Why do I have “Butt Wipes?” Well, you see, about 2 years ago, my girlfriend, she gets on these kicks where she wants to reduce her carbon footprint, get more “green,” and “do her part” to save the planet or something like that. These butt wipes are one of those moments that she had. Now, in her defense, it’s not actually a bad idea. They are much more softer than any of the best store bought TP. They definitely, ahem, clean you better. And what’s better than free? We’ve saved a small fortune from not having to buy any toilet paper in over two years.
What do butt wipes have to do with my journey through the Red Pill? I’m getting there.
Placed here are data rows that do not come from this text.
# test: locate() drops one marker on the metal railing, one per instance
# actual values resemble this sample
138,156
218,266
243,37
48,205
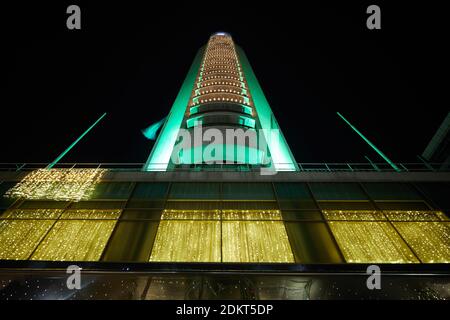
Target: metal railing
302,167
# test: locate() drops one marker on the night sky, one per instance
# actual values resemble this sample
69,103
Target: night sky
311,61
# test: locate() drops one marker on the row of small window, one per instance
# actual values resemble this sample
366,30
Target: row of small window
212,213
294,195
225,241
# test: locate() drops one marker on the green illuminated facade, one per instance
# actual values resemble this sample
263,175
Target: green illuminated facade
221,92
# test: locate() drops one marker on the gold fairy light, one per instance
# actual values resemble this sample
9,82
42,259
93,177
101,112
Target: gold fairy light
187,241
75,240
173,214
370,242
19,238
429,240
380,242
414,215
81,214
366,215
32,213
251,215
255,241
199,236
57,184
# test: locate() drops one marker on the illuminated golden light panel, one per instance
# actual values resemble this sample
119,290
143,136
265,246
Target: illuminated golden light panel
32,214
251,215
367,215
202,238
75,240
19,238
57,184
169,214
102,214
429,240
187,241
380,241
413,215
255,241
370,242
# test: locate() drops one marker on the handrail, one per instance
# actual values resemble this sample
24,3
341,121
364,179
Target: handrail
303,167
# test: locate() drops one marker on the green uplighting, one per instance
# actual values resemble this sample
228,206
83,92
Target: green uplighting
282,157
160,156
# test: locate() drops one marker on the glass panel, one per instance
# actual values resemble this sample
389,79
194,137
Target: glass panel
131,242
261,241
193,190
30,204
392,191
193,205
112,190
33,213
143,204
297,204
251,215
353,215
247,191
337,191
91,214
392,205
98,205
19,238
58,184
187,241
412,215
5,203
190,215
141,215
5,186
301,215
153,190
429,240
312,243
249,205
346,205
371,242
75,240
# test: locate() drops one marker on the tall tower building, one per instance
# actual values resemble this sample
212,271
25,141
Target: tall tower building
221,97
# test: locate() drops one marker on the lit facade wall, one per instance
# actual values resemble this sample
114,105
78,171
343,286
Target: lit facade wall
236,222
221,97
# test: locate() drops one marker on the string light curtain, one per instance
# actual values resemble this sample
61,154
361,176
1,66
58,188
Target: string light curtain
379,236
57,184
370,242
75,240
199,236
19,238
55,234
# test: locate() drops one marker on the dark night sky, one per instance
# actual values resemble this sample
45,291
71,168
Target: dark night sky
311,61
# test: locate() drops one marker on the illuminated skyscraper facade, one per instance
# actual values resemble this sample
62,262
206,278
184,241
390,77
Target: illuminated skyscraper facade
221,93
216,227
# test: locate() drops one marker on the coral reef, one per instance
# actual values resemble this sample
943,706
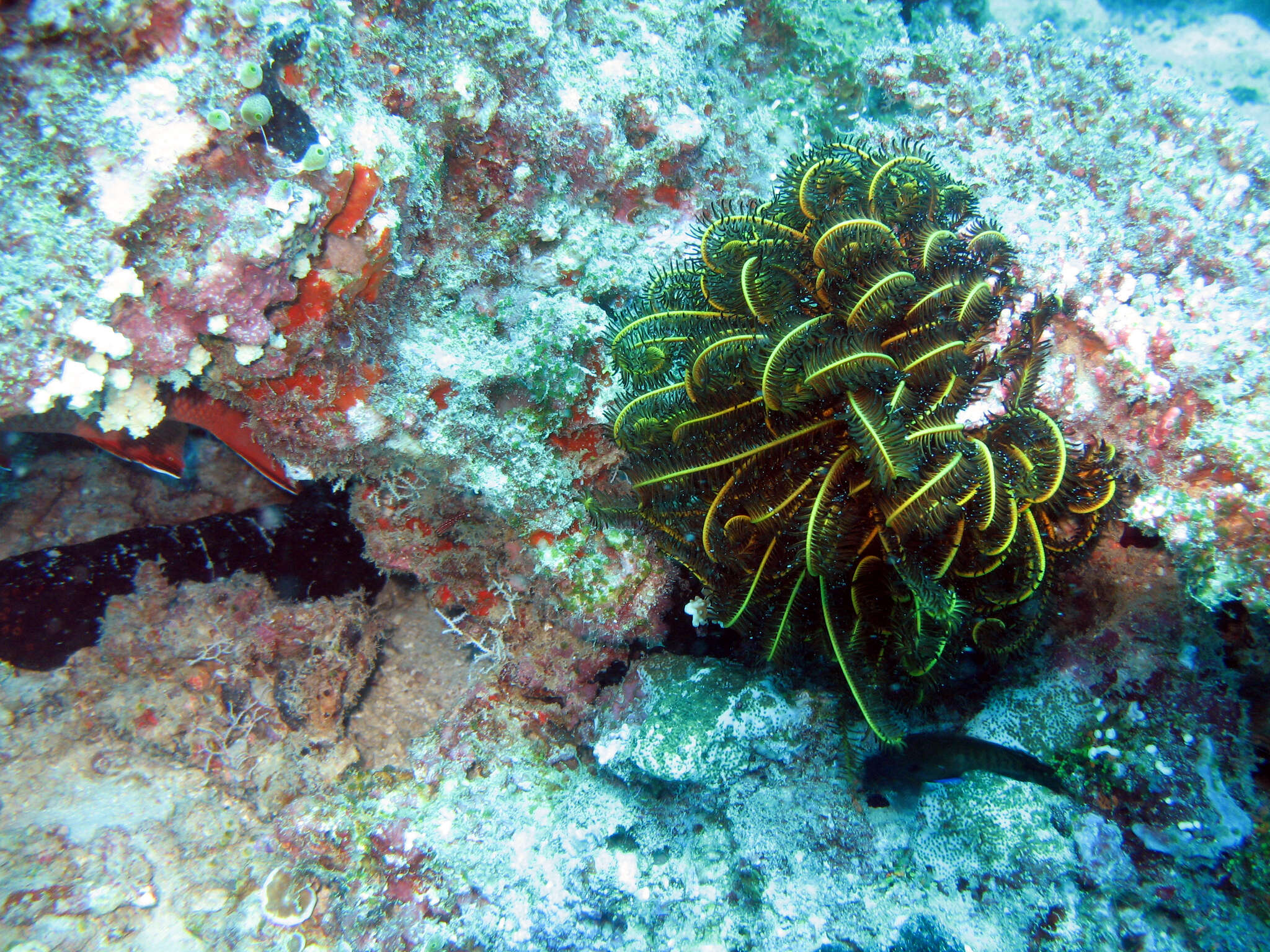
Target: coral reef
1161,278
399,278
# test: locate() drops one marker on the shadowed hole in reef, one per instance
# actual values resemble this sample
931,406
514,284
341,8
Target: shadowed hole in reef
52,599
1133,537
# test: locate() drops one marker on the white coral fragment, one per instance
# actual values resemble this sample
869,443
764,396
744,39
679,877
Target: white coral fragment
283,902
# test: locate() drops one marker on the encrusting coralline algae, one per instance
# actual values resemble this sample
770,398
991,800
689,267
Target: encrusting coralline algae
419,318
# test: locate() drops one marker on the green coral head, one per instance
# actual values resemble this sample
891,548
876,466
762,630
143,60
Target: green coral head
257,110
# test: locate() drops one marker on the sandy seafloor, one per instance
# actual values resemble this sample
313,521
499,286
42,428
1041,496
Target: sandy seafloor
520,743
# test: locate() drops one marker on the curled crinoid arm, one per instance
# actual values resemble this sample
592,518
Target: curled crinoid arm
793,418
Trust me, I have a destination in mind, and yes, it’s tied to the Red Pill.
The other day, my girlfriend and I are lounging around the house. I’m doing my laundry for the next week at work. I stopped into the bathroom to take a piss and realized that the butt wipes were about out.
The following conversation ensued:
Me: “The butt wipes are running low, looks like it’s time to do a load in the laundry.”
Her: “Okay good to know.”
Me: “If we don’t do them soon, like tonight, you’ll be wiping your ass with your hand tomorrow.”
Cue hysterical laughter from her. I do that for her sometimes. Make her laugh hysterically. It’s one of my “things.”
So what do butt wipes and my journey through the Red Pill have in common?
Only just this:
Be prepared in whatever you are going to do. Have a plan. Decide where it is you’re going to eat. Decide what it is you are going to eat. Have a plan for when shit hits the fan. And it will eventually. Decide what you are going to wear tomorrow. Plan for leaving early for work when the weather turns to shit. Plan for an alternate way home when the freeway is stacked bumper to bumper because of some dip shits having an accident and snarling everyone else up.
Have a plan for if/when she leaves you.
Have a plan for your money. How are you going to save it? How are you going to spend it? What are you saving for? What are you spending it on? Do you really need anymore shit in your life? In your house? Be prepared to ask yourself these questions. Be prepared to answer them as well.
If you are a Man and are reading this, your’s is to LEAD. If you don’t know where you are going, how will you know when you get there? If you don’t have a destination in mind, anywhere will do I guess. If you aren’t “driving the bus” of your life, someone else will be. Don’t be surprised when you end up somewhere you didn’t want to go.
Stop sleepwalking through your life. Make some plans, be prepared. Be adaptable enough to change on a dime if need be when shit gets sideways and goes south. Have a plan and also learn to improvise when necessary.
Be prepared for when she shit tests you. And she will.
Know what it is that you want. What do you want from your job? Your family? Yourself?
Be prepared. Have a plan.
Be prepared or you might be wiping your ass with your hand tomorrow.